While in operation, this very popular gambling website illegally went into player’s accounts and used the money to make extravagant payments to the people who owned the site, along with using the money for operating costs. Over a four year period, $444 million was taken out of players accounts and used to pay star poker players, Christopher Ferguson and Howard Lederer, as well as the board members of the Full Tilt Poker website.

The players of this gambling website were given a false sense of security when it came to their accounts, as the website promised their money was secure and would not be touched, according to the Bloomberg Business Week. This wasn’t the case, unbeknown to the players; their money was mingled in with the financial workings of this website. In layman’s terms, the saying that best describes what the website was doing is, “they robbed Peter to pay Paul,” so to speak. March of this year the company found itself with only $60 million left in bank accounts and owing its players $390.

The company frequently took money from one player's account to pay another player and it was common that they used the player’s funds to cover the finances of the Full Tilt Poker website. U.S. Attorney Preet Bharara said, "Full Tilt was not a legitimate poker company but a global Ponzi scheme." Bharara went on to say that, "Not only did the firm orchestrate a massive fraud against the U.S. banking system, as previously alleged, Full Tilt also cheated and abused its own players to the tune of hundreds of millions of dollars," according to SF Gate.

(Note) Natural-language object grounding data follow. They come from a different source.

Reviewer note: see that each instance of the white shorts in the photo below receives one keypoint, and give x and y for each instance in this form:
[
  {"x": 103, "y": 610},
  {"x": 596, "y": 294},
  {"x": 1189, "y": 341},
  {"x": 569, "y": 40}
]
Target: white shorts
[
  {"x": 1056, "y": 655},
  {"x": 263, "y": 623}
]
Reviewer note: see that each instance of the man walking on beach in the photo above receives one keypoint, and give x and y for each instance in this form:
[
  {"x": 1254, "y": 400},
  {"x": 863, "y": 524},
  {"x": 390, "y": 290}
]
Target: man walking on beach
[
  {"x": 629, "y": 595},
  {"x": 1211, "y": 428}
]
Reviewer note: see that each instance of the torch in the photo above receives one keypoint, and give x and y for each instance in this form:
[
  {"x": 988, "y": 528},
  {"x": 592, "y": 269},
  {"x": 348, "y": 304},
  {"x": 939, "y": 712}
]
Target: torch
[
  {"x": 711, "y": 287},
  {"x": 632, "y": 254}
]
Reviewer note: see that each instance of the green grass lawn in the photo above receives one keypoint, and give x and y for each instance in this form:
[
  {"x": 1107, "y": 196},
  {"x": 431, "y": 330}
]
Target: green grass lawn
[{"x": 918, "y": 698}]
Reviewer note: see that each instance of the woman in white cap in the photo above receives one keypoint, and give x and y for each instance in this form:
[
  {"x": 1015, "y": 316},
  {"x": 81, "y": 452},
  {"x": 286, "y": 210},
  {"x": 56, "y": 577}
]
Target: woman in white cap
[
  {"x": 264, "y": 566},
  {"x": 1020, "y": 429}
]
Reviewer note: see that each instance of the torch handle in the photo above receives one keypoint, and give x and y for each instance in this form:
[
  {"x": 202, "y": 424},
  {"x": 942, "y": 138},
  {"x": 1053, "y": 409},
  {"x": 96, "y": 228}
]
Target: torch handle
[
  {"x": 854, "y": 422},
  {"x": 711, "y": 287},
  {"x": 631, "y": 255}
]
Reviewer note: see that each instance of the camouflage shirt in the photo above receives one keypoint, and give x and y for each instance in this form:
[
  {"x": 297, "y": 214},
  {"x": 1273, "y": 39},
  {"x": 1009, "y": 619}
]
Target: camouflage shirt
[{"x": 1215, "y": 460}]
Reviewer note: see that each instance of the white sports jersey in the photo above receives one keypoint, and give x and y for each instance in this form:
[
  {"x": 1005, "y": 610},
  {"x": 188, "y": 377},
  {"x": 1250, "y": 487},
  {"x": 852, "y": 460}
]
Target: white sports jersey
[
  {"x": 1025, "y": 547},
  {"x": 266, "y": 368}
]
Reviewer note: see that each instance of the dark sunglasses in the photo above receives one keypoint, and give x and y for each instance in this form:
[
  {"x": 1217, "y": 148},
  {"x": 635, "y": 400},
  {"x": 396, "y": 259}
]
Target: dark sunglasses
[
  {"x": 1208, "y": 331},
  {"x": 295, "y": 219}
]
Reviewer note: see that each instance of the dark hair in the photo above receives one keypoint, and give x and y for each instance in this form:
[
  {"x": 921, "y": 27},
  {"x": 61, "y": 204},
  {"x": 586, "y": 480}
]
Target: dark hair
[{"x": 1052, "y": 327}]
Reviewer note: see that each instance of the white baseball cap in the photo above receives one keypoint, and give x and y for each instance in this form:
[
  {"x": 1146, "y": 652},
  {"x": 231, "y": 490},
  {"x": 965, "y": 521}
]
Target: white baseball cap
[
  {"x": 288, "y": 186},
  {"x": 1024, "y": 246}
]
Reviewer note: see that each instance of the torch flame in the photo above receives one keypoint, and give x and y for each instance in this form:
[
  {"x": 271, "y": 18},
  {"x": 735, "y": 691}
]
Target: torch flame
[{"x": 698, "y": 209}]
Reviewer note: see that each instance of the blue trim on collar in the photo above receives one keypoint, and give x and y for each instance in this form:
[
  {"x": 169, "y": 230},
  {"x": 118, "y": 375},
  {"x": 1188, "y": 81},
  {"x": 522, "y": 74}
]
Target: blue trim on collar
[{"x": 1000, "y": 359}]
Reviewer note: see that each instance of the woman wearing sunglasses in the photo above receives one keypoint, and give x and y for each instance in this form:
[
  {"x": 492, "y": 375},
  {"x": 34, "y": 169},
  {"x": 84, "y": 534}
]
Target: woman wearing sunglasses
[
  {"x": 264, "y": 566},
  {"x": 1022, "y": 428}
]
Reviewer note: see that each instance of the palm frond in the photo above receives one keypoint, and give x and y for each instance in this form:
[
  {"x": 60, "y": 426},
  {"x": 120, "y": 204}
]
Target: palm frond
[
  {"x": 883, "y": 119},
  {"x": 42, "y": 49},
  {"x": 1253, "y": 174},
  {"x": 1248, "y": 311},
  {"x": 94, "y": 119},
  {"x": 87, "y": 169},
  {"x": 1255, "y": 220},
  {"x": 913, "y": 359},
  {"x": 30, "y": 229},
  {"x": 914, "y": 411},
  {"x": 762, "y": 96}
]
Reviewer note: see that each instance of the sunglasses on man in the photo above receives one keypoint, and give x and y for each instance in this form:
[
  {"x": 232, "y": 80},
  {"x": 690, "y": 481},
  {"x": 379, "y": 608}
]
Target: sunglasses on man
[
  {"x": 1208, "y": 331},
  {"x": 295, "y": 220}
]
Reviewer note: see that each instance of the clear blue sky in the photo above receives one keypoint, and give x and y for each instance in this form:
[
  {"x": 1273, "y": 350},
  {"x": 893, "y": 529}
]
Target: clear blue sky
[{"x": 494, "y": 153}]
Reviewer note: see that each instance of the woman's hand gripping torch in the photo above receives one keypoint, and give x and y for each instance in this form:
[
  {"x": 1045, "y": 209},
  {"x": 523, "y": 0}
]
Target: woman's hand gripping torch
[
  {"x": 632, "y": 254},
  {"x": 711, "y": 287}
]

Full Tilt Poker was one of a group of gambling websites that the federal authorities shut-down in the spring. They not only filed criminal charges against Nelson Burtnick and Raymond Bitar, the website's top two executives, but they also sued the company. Absolute Poker and PokerStars are two more popular gambling websites whose executives are also facing charges in this online crack-down.

While authorities are still seeking Burtnick and Bitar, the two executives did release statements shortly after the website was shut-down calling the charges “unfounded and unfair.” While the U.S. passed a law in 2006, making this type of online gambling against the law, these websites operated from other countries under the pretense that their off-shore status didn’t fall under these new laws.